Taktung. Zehn tägliche Direktverbindungen zwischen 5.45 und 23.00 Uhr ab Dublin Airport, im Schnitt etwa alle zwei Stunden.
Eigenheiten
- Klein, aber laut am Wochenende. Kilkenny gilt als Ziel für Junggesellenabschiede. Freitags und samstags ist entsprechend Betrieb.
- Local-Link-Busse für Tagesausflüge ohne Auto.
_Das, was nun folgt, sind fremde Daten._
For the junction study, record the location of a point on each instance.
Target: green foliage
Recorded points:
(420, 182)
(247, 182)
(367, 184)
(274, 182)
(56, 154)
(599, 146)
Wer ohne Mietwagen ins Umland will, kommt mit den ländlichen TFI-Local-Link-Bussen dennoch zu Orten wie Thomastown oder ins Nore Valley. Diese Linien sind auf der Local-Link-Seite geführt, nicht auf der Stadtbusseite von KK1/KK2.
- Zweite Buslinie ab dem Bahnhof. Neben dem Fußweg hält auch die Stadtbuslinie KK2 direkt an der MacDonagh Station und fährt von dort in wenigen Minuten weiter zu den zentralen Haltestellen Parliament Street und Market Yard, nützlich bei Gepäck oder schlechtem Wetter.
Gut zu wissen
- Währung
- EUR €
- Notruf
- 112
- Steckertyp
- G
- Zeitzone
- Europe/Dublin
- Verkehr
- links
Tempolimits. innerorts 50 km/h, außerorts 100 km/h (National Roads, N), 80 km/h (Regional Roads, R), 60 km/h (Local Roads, L), Autobahn 120 km/h
Links fahren. Die Republik misst in km/h, Nordirland in mph, und die Grenze ist unmarkiert. Seit 7. Februar 2025 gelten auf Lokalstraßen mit L-Nummer nur noch 60 km/h. Nationalstraßen mit N-Nummer erlauben weiter 100 km/h, auch wenn sie schmal und kurvig wirken.
Trinkgeld. Im Restaurant zehn Prozent, im Pub gar nichts. Wer an der Theke bestellt, gibt kein Trinkgeld.
Maut. Einzelne Mautstrecken, vor allem rund um Dublin. Der M50-Ring hat keine Schranken, sondern erfasst das Kennzeichen; die Gebühr muss bis zum Folgetag online gezahlt werden.